Generative design is a versatile optimization approach. Many conventional optimization methods tend to focus on broader strategies for part optimization. Generative-design algorithms, however, can be much more detailed, concentrating on specific features and applying knowledge of the mechanical attributes of those features derived from materials testing and partnerships with universities. While designs may be idealized, manufacturing occurs in the real world, where conditions may fluctuate. An effective generative-design algorithm incorporates this level of insight.

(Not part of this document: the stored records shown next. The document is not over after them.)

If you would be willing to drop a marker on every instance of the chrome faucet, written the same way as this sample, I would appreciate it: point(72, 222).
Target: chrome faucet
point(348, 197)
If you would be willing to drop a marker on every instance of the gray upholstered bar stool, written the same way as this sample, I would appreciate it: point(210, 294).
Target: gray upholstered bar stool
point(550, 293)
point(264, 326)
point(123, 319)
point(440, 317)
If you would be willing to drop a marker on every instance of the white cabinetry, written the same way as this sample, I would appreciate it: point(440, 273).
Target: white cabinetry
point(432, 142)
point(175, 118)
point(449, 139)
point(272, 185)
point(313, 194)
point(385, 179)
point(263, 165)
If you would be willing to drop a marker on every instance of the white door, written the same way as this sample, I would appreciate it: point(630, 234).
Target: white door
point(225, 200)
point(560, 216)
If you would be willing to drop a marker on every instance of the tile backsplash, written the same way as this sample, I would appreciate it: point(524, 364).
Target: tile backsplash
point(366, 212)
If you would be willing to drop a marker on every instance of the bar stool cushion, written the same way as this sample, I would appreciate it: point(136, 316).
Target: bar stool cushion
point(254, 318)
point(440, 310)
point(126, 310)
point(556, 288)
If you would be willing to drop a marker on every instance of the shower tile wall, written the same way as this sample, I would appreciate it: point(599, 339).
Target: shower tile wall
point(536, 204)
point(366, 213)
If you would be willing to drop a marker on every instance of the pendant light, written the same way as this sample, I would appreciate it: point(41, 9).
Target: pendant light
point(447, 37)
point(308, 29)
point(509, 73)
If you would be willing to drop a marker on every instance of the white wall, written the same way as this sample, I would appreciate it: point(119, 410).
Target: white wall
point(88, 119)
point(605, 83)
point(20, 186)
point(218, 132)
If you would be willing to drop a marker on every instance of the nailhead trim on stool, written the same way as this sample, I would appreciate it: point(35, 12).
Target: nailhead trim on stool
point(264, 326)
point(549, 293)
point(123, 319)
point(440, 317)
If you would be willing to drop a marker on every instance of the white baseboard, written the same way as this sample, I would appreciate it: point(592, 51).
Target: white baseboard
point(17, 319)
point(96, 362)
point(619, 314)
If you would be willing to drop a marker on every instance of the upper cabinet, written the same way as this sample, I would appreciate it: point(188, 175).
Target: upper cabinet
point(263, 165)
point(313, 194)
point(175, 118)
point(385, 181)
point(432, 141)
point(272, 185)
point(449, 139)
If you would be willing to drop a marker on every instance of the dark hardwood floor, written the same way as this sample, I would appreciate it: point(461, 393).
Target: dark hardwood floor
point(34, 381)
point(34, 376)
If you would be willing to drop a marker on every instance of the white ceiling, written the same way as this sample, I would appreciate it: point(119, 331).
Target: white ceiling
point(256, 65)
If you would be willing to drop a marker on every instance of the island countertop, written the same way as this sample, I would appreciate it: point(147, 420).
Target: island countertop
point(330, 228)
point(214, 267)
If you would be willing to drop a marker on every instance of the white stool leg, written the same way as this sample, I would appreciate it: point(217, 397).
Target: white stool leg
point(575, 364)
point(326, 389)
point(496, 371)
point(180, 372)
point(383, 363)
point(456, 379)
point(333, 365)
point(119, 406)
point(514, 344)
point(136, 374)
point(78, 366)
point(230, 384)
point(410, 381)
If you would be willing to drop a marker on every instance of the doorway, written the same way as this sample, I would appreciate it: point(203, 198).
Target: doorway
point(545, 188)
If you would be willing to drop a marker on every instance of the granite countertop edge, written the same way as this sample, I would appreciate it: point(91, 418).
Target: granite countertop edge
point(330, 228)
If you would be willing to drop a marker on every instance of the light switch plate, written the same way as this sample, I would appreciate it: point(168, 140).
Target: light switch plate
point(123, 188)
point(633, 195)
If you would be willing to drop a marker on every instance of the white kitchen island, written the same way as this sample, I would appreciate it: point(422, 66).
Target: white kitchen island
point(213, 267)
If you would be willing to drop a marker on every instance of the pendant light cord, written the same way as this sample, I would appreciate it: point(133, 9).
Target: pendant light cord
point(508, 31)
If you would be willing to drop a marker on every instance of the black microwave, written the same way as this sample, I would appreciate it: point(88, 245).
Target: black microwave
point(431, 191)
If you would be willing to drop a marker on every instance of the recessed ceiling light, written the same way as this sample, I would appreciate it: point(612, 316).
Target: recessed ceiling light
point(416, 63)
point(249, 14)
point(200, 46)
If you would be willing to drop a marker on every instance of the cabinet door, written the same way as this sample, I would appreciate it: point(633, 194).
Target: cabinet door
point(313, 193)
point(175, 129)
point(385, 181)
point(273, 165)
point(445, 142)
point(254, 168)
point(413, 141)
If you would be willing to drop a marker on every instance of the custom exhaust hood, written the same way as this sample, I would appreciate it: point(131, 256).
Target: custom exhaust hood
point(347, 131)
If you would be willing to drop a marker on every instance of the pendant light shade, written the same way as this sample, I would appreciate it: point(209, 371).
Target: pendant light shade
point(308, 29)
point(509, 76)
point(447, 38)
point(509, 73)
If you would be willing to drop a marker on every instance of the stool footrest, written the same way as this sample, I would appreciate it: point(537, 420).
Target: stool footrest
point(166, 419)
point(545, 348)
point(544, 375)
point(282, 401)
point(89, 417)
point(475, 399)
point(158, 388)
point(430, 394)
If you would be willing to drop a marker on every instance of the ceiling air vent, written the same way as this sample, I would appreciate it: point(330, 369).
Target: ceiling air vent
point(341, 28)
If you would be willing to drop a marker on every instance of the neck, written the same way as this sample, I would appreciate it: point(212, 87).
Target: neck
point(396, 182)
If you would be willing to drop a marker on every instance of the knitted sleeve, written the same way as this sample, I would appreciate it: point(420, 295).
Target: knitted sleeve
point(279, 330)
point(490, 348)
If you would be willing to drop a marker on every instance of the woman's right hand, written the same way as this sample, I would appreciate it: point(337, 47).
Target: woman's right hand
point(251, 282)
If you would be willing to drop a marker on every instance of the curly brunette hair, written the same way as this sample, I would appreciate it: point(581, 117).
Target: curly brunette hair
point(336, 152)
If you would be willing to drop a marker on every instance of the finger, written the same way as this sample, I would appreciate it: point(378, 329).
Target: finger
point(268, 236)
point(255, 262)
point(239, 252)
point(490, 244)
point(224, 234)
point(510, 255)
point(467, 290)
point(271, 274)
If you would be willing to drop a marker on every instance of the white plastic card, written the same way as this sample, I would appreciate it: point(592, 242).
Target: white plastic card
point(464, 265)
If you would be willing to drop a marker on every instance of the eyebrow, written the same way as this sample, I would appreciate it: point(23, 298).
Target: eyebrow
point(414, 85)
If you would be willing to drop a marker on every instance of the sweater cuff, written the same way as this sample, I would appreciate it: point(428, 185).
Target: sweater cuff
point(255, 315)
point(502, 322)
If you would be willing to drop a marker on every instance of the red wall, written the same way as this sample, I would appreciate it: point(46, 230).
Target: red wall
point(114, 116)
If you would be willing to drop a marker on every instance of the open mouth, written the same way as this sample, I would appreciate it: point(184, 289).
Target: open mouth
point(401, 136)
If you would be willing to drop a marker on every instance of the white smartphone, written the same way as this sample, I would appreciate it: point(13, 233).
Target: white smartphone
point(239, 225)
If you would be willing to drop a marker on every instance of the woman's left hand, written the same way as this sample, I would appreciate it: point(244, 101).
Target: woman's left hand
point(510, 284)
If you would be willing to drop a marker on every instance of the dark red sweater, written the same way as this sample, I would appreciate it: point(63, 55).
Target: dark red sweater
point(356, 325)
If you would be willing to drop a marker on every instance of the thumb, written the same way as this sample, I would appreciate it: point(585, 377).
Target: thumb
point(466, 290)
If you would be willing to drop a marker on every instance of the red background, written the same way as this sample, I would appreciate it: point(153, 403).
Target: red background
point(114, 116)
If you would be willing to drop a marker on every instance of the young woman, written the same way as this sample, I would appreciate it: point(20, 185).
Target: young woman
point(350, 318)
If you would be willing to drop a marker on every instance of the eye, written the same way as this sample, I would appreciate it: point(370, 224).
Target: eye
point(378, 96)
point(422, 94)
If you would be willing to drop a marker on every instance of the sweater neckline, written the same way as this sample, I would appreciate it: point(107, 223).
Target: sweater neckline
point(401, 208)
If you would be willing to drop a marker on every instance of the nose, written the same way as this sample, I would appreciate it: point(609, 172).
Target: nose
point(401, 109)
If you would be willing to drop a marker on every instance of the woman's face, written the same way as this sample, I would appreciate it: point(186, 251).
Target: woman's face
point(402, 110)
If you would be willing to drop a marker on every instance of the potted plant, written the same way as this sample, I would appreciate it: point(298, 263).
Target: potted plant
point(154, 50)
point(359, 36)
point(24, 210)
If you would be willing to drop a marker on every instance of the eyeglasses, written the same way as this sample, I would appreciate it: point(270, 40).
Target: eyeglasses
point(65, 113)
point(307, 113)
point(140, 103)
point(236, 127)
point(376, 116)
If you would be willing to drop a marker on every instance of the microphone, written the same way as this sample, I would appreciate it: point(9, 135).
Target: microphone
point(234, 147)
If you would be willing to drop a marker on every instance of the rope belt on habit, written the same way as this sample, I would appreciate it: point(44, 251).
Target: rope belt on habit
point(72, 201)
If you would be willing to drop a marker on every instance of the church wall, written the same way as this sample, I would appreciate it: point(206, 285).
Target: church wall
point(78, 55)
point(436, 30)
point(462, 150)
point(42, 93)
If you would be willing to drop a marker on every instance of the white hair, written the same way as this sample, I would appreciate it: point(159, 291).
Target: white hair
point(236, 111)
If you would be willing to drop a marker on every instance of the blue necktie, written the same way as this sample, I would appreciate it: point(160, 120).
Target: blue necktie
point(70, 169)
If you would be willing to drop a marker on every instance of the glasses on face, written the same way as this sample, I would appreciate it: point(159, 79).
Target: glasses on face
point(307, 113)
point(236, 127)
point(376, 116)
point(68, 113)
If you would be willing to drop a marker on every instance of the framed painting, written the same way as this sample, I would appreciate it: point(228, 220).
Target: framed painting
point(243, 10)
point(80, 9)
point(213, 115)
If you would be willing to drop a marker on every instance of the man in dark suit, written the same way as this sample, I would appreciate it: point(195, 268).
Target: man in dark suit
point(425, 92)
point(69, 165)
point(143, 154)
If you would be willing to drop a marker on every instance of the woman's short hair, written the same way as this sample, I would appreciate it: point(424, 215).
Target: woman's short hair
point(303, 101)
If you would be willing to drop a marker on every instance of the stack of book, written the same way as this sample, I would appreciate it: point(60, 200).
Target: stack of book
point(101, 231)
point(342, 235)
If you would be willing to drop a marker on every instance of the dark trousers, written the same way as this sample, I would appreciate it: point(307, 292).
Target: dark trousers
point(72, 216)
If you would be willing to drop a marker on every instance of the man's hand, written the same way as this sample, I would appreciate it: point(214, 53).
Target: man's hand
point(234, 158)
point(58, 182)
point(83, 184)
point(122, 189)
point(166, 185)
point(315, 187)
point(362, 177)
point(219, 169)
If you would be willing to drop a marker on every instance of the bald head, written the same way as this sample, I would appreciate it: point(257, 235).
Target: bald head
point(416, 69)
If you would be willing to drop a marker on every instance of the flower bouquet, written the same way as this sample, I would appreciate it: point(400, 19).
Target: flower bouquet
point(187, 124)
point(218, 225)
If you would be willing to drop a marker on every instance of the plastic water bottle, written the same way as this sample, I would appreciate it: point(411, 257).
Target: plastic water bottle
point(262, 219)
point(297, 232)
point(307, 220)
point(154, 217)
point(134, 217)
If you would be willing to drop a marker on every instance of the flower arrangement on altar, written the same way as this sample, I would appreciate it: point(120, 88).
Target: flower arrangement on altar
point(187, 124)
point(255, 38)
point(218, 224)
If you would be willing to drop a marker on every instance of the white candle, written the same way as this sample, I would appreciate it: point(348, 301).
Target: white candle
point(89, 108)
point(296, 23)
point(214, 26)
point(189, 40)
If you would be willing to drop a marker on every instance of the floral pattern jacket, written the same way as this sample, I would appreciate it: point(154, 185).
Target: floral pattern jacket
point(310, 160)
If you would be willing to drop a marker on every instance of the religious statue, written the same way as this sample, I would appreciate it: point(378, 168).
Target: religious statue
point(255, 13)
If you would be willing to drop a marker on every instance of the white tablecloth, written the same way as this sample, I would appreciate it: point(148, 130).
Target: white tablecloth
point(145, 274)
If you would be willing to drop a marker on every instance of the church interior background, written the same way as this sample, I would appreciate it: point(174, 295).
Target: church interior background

Generative design can produce an optimal design and specifications in software, subsequently distributing that design to multiple facilities equipped with compatible tooling. This allows smaller, geographically dispersed facilities to manufacture a wider array of parts. These facilities could be located close to where they are needed; a facility could produce aerospace components one day and then switch to another essential product the next day, reducing distribution and shipping expenses. This concept is increasingly significant in the automotive industry, for instance.
Flexible and reconfigurable processes and factory floors
AI can likewise be applied to enhance manufacturing processes and render them more adaptable and reconfigurable. The current demand can influence factory floor arrangements and generate processes for anticipated needs. Those models can then be utilized for comparative analysis. This evaluation will ascertain whether it is more advantageous to employ fewer large additive machines or a multitude of smaller ones, which may be less expensive and could be redirected to other projects if demand decreases. “What-if” analysis is a common use of AI.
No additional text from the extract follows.